For some reason, on Windows 2000 this code kept throwing back an ERROR_WRONG_TARGET_NAME. According to the documentation I could find, this meant that the UNCs were not correct (target name referring the server destination). So why would the UNCs be correct on Windows 2003 but not on Windows 2000?

Who knows? At this point I was so frustrated with it I was willing to try anything. What I found is that if I specified the IP address (\\192.168.1.1\share as opposed to \\servername\share), Windows 2000 was perfectly happy with it. And now the code works fine in production, so I'm not going to play with it anymore.

How not to write an IVR

So for my first post here, let me take a minute to tell you a little about my most recent project at work. We're putting together an IVR for one part of a very large suite of applications. This suite of applications was supposed to be released on January 1st, but of course now it's January 17th and we're only just now getting to true integration testing.

Unfortunately we outsourced the IVR software to supposed "experts," which is what landed us in trouble. Their technical person who has been writing the software that controls the IVR script is a complete and utter tool. He doesn't know the basics of C++ let alone software development in general.

For instance, last night I sat on the phone with him for an hour-and-a-half whilst I debugged his code for him. I should point out that I am by trade a web designer and a managed code developer that normally uses Microsoft .NET. I have not touched C++ in about ten years, so I was using Google a lot and still filling in holes in his code. Meanwhile, the only insight he really offered was, "Well I can't imagine why it would be doing that!" Well, duh, that's why you're crappy code doesn't work, Einstein.

Basically the IVR script iterates through a bunch of prompts, gathering data from the caller, and posts each response to a web service. Should be pretty straightforward, right? He was convinced that it was my web service and not his code that could be the problem. Eventually I tracked it down to one prompt in the IVR that was destabilizing the entire application and causing it to crash (eventually crash, that is, which is why it was so damn hard to find). Code similar to the following was the culprit:

char filename[200];
memcpy(filename, basepath, 200);

What's wrong with this? We're copying one string into another, but the destination is not initialized or allocated to anything. He's literally writing bytes into no-man's land. Pointers and memory allocation are a hard concept to grasp for most beginning programmers, granted, but someone who works for a company writing C++ code full-time and charging ungodly amounts of money for that time should not be making such elementary errors.

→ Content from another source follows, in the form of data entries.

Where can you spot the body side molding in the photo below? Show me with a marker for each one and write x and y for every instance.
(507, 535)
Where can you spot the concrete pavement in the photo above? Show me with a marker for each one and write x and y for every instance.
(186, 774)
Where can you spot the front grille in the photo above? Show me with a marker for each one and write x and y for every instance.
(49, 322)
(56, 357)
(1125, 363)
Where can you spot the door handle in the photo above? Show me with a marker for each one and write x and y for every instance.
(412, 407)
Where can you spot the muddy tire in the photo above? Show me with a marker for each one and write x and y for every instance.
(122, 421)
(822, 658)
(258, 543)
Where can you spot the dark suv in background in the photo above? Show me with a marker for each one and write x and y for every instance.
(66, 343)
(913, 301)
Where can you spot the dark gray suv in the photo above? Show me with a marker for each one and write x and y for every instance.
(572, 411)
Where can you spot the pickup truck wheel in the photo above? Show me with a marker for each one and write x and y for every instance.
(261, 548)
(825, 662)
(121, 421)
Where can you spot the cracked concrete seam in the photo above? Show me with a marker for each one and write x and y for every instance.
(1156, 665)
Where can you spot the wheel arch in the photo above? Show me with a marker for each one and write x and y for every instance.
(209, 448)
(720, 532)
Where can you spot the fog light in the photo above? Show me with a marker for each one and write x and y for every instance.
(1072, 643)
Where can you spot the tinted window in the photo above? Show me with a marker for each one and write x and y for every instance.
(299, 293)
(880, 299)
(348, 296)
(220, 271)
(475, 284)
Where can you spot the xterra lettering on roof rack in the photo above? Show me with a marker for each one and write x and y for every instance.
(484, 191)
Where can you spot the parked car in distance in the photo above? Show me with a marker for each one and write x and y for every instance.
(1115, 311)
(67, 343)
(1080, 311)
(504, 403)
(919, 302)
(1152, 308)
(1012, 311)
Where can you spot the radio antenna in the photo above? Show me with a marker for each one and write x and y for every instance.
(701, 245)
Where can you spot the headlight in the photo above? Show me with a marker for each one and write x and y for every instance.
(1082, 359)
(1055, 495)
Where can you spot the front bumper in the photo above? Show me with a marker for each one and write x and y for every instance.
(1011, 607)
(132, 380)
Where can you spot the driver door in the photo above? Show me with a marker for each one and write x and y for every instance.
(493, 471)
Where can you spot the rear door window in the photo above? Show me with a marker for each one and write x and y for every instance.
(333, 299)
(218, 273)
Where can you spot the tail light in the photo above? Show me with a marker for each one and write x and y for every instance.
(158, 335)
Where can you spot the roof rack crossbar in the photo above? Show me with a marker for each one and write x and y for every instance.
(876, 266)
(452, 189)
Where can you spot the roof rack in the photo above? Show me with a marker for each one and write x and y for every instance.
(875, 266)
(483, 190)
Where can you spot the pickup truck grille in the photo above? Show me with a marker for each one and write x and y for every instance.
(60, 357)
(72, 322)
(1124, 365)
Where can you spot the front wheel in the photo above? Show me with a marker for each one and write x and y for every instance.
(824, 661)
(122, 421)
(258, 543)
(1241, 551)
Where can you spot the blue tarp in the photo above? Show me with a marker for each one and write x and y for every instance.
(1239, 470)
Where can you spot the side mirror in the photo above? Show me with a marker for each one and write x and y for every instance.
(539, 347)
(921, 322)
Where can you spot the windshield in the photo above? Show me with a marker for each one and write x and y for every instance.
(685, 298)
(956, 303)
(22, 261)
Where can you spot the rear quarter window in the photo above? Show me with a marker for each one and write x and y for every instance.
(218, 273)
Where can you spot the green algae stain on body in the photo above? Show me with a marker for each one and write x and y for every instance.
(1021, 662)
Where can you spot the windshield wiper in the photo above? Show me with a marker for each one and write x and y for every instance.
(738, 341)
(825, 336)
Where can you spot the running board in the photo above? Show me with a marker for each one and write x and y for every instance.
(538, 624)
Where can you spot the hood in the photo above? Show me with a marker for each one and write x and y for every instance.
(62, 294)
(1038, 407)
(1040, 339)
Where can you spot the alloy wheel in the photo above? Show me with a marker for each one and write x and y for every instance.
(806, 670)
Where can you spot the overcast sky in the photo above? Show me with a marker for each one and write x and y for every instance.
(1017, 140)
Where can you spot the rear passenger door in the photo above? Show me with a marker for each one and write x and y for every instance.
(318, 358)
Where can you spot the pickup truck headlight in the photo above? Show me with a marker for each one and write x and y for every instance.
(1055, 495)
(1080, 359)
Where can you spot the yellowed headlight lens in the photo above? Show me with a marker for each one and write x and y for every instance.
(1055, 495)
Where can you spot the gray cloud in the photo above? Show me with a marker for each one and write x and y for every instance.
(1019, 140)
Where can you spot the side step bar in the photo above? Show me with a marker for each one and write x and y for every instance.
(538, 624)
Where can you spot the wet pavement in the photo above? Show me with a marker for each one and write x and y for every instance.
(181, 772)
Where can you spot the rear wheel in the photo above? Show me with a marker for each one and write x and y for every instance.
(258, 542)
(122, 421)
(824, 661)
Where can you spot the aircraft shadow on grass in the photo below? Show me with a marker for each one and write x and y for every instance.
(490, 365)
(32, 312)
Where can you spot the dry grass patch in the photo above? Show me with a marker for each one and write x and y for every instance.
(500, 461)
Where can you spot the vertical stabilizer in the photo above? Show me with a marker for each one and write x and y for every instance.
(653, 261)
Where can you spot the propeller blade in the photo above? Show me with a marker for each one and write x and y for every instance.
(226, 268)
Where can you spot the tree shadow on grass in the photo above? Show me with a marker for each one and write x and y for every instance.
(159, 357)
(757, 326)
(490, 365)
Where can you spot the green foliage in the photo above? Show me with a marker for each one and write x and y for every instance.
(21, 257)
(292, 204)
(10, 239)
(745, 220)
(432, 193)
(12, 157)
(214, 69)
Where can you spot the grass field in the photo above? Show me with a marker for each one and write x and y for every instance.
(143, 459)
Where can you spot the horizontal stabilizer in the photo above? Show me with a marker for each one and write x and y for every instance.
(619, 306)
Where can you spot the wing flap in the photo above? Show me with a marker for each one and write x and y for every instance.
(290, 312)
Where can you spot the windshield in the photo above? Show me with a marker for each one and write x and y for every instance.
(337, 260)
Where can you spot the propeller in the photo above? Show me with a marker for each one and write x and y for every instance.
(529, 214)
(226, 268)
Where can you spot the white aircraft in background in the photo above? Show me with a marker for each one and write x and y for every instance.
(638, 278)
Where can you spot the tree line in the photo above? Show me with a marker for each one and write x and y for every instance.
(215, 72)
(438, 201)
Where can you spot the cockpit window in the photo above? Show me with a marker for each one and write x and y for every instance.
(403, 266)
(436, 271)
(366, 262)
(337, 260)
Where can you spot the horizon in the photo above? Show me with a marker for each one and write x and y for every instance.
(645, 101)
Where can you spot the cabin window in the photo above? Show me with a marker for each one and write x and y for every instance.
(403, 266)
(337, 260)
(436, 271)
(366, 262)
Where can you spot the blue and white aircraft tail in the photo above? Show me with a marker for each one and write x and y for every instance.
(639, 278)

Once I fixed this error for him, the program stopped crashing. Luckily I had hung up on him by that point, so he avoided my wrath.

While I'm at it, here's one more gem of his code (excuse me if it's not perfectly compilable, I'm doing this from memory):

j = 0;
for (i = 0; i < strlen(promptfiles); i++)
{
  if (promptfiles[i] == '|')
  {
      memcpy(prompts[prompt_index], promptfiles + j, i - j);
      j = i + 1;
      prompt_index++;
  }  
}

This little nugget was meant to parse a string of IVR prompt sound files I was giving to him from the web service in a pipe-delimited format like:

Prompt1Name|ivr_prompts\prompt1.wav|Prompt2Name|ivr_prompts\prompt2.wav|...

According to him there was a problem with one of our prompts called "Timeout" that wouldn't play correctly. Can you spot the problem in his code? I'll give you a hint; "Timeout" appeared at the end of the pipe-delimited string.

The answer is pure lack of brainpower on his part. He only copies the part of the string he wants after he hits a pipe delimiter. The string wasn't terminated by a pipe, so he was just dropping off the last part of the string and not saving it.

I guess the real mystery is why he didn't just use strtok.

Anyways, that's my rant for this evening. I promise I'll start putting some happier and more informative posts here later; for now I just needed to get this off my chest.